Question

Mixed species flocks of birds include social and solitary species. There are 5 social species and 10 solitary species in a forest. Flocks always have a total of 5 species, of which 2 are social and 3 are solitary. The number of types of flocks with unique species composition is ___________. (Answer in integer)

Answer 1

Correct Answer: 1200

Step 1: Interpret “types of flocks with unique species composition.”
Order does \emph{not} matter (a set of species). We choose subsets: \(2\) from the \(5\) social species, and \(3\) from the \(10\) solitary species — independent choices.

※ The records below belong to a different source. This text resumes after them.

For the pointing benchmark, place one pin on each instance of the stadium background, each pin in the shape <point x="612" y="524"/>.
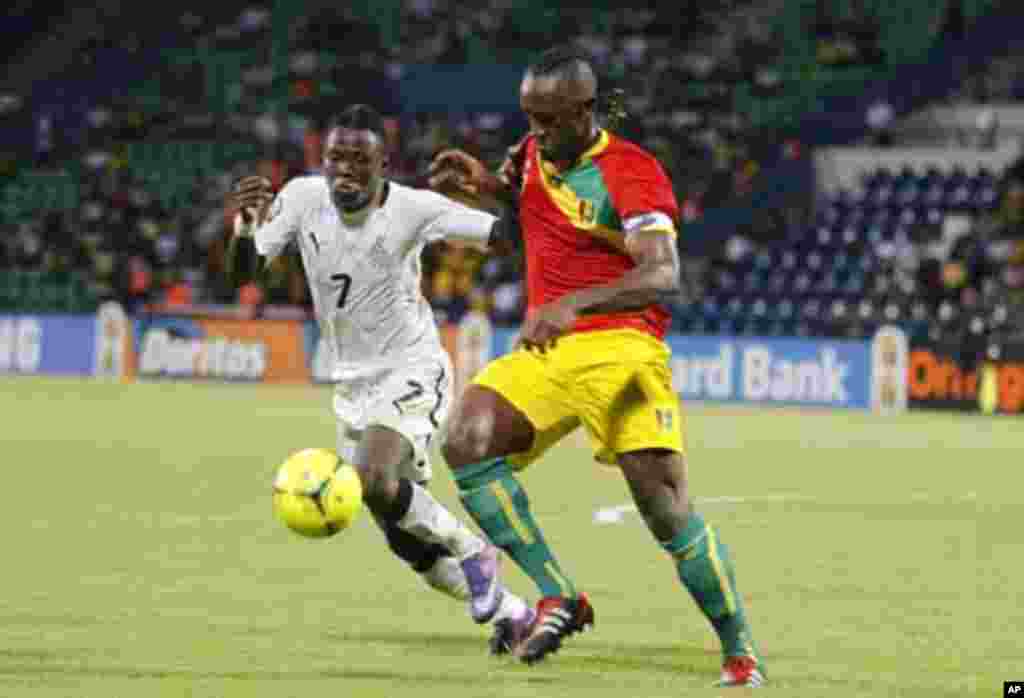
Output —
<point x="843" y="166"/>
<point x="852" y="236"/>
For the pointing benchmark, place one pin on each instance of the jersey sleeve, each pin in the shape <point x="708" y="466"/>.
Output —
<point x="641" y="192"/>
<point x="446" y="219"/>
<point x="283" y="221"/>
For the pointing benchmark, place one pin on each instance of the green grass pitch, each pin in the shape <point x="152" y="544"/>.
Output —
<point x="878" y="557"/>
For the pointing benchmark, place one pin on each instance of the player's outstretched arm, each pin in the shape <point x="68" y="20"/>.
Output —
<point x="459" y="175"/>
<point x="251" y="198"/>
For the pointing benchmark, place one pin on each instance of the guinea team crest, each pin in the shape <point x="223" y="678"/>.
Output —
<point x="588" y="212"/>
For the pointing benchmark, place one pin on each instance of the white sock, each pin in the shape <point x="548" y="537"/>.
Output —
<point x="428" y="520"/>
<point x="446" y="576"/>
<point x="512" y="607"/>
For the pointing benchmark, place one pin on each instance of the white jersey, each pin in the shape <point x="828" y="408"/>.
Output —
<point x="366" y="277"/>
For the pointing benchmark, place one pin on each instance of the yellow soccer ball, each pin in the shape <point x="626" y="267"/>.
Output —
<point x="315" y="493"/>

Step 2: Count choices with combinations.
\[ \binom{5}{2} = \frac{5!}{2!\,3!}=10, \qquad \binom{10}{3} = \frac{10!}{3!\,7!}=120. \]

Step 3: Multiply independent categories.
\[ \text{Total distinct compositions} = \binom{5}{2}\times \binom{10}{3} = 10\times 120 = \boxed{1200}. \]

Step 4: Reasonableness check.
Maximum possible 5-species sets from \(15\) species is \(\binom{15}{5}=3003\). Our constraint (exactly \(2\) social \(+\) \(3\) solitary) reasonably narrows this to \(1200\).